Interaction with vesicle trafficking systems by secretory autophagy

Endosomal/MVB-mediated exocytosis system has been revealed to participate in secretory autophagy. By fusing with autophagosomes, late endosomes/MVBs can form amphisomes to degrade cargoes via lysosomes or promote cargo secretion by fusing with PM. Releasing of extracellular exosomes occurs when MVBs are fused with PM (see “Subtypes, biogenesis and secretion of EVs” section). This indicates crosstalk between exosome and secretory autophagy. In fact, several lines of evidence point to the regulation of exosome biogenesis by autophagy-related proteins. ATG5 and ATG16L were found to positively increase exosome production by preventing acidification of MVBs. ATG5-ATG16L complex on MVB membrane is able to disrupt V1V0-ATPase via LC3 to reduce MVB lysosomal degradation and hence increases its fusion with PM to release exosomes.
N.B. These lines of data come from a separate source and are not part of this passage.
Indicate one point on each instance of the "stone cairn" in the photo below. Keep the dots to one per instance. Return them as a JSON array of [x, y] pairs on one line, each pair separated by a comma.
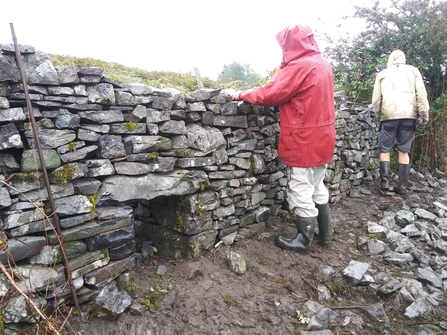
[[133, 168]]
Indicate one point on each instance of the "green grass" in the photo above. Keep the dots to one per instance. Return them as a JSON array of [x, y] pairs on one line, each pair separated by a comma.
[[184, 82]]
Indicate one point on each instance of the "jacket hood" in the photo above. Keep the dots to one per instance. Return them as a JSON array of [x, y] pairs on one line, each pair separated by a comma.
[[396, 57], [296, 42]]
This ATG5-mediated exosome production facilitates breast cancer cell migration and metastasis in a mouse model [204]. In addition, another study showed that ATG12–ATG3 complex controls late endosome distribution, EV biogenesis and viral budding via interacting with an ESCRT-associated protein ALIX, a crucial protein in regulating EV biogenesis [205]. These observations illustrate that autophagy is involved in EV biogenesis.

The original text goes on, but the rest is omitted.